1 July 2014

Cheaper mobile bills for EU travellers.

The cost of using a mobile device to go online abroad in the EU has been halved today, a timely boost for those visiting European destinations this summer.

In changes to regulations that came into effect on 1 July, the maximum price for data roaming, downloading data while in another European Union country, has been slashed by 55 per cent from last year.

Mobile data usage is now capped at 16p per MB, down from 36p.  Holidaymakers and business travellers to the continent will also get cheaper phone calls and text messages as part of the alterations.

Outgoing voice calls have dropped more than 20 per cent to 15p per minute, while sending a text message is just below 5p, down by a quarter from the 2013 price.

Roaming charges, which are a premium that mobile operators impose on customers when they use their smartphone or smart device in other European Union countries, have been one of the biggest consumer complaints against the telecoms industry in recent years.

The European Union first started capping prices in 2008 and the retail costs of SMS and calls are down by more than 80 percent since then.  However, as consumers return home from a trip abroad to a nasty surprise when they receive their phone bill (‘bill shock’), they are still very conscious of how they use their phones abroad.

The changes are part of a drive by the EU, and specifically under telecoms commissioner Neelie Kroes, to eliminate roaming prices.

"This huge drop in data roaming prices will make a big difference to all of us this summer.  But it is not enough.  Why should we have roaming charges at all in a single market?  By the end of this year I hope we see the complete end of roaming charges agreed," Kroes said.

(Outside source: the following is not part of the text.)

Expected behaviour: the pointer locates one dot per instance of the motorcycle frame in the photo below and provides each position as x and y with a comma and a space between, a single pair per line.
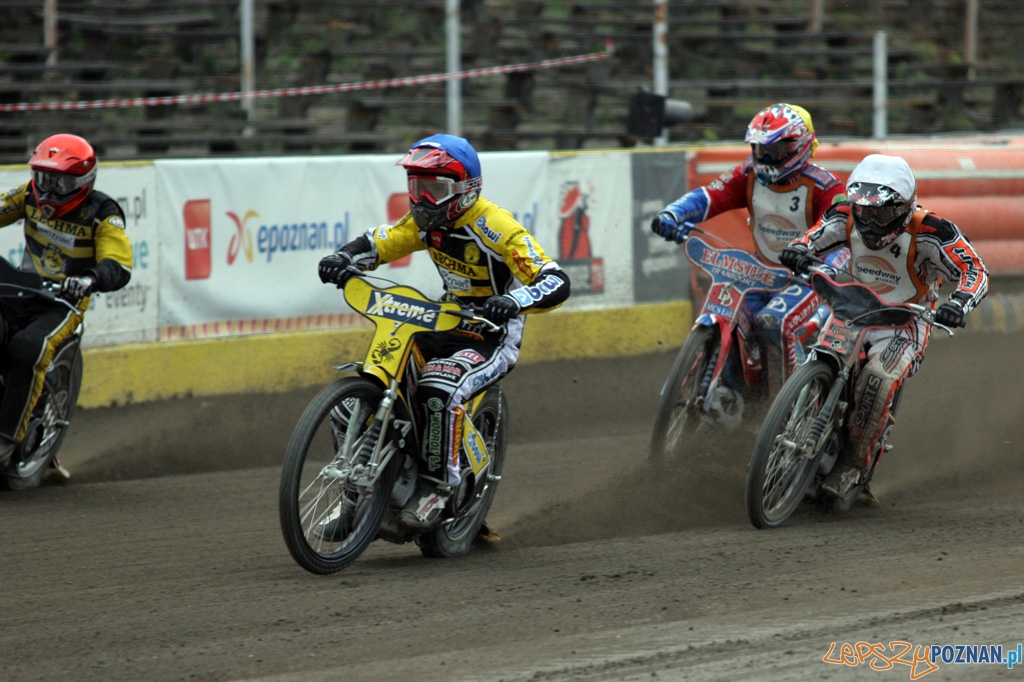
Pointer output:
393, 359
734, 274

A survey published in March by the European Commission found that such is the prohibitive cost of using a mobile abroad that more than one in four Europeans admit to switching their phones off for the duration of a trip elsewhere in the EU.

The report suggested that telecoms companies were missing out on a market of around 300m phone users because of their pricing strategies.

The industry has expressed concern at the EU's price capping tactics, saying that unless lower roaming charges are supported by lower wholesale prices operators would be forced to charge consumers more at home to cover the gap.